While there’s plenty of bad news around for 3D-TV, with ESPN and the BBC saying that they will not be making any new 3D investments once their current projects are completed, BSkyB is staying loyal to the technology.
BSkyB’s 3D director, John Cassy, in a blog, reaffirms Sky’s commitment to 3D arguing that progress – while not quite what the industry had hoped – was still being made.

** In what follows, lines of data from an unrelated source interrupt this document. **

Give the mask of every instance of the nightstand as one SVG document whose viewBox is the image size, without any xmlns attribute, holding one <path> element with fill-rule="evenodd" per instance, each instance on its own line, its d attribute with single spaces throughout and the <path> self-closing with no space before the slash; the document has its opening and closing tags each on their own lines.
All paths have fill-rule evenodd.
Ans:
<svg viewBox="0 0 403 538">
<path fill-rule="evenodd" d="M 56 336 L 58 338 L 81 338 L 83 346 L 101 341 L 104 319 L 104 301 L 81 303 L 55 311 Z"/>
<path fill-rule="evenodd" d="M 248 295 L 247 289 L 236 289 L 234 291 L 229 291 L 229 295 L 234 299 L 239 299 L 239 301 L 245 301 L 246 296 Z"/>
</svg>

As of last week, more than half a million BSkyB TV customers had signed up to watch 3D, “bringing to a close our strongest quarter of growth to date,” Cassy says.
“Certainly the ongoing economic downturn has meant that households are tightening their belts, and people have upgraded their TV sets to 3D at a slower rate than the industry first forecast,” said Cassy in his note. “Some potential viewers may have also delayed experiencing 3D, preferring to wait for new technologies, which mean they don’t have to wear glasses.”
“Our experience of 3D TV has been far more positive despite these challenges,” he said. First up, “3D has been a great way of helping our customers get move value from their Sky subscription by providing a unique, immersive 3D experience at home for no additional cost,” he argued. “This is because – unlike some other providers of 3D programming, in the UK or US – we are a platform operator as well as a content producer. This means that a significant proportion of the value of providing great TV in 3D lies in how it helps attract new customers to join Sky and in how it provides another reason for existing customers to stay with Sky.”
This is true, and the fact that Sky’s investment in 3D can be amortised over ‘ordinary’ HD broadcasting must help in the ‘cost per hour’ argument associated with production budgets.
Second, he quoted research that indicates Sky’s 3D viewers are among the company’s most satisfied customers, with sports, movies and natural history their favourite genres. “That’s why those areas – big event TV – are our focus moving forward,” Cassy argued.
He said that Sky would continue to work with Hollywood on 3D movies and would continue to deliver high-quality 3D material to homes.
He added that in his conversations with the display industry he expected high-quality 3D displays to be widely available for viewing without glasses in 2-4 years time and “at prices not dissimilar” to today’s HD and 3D sets.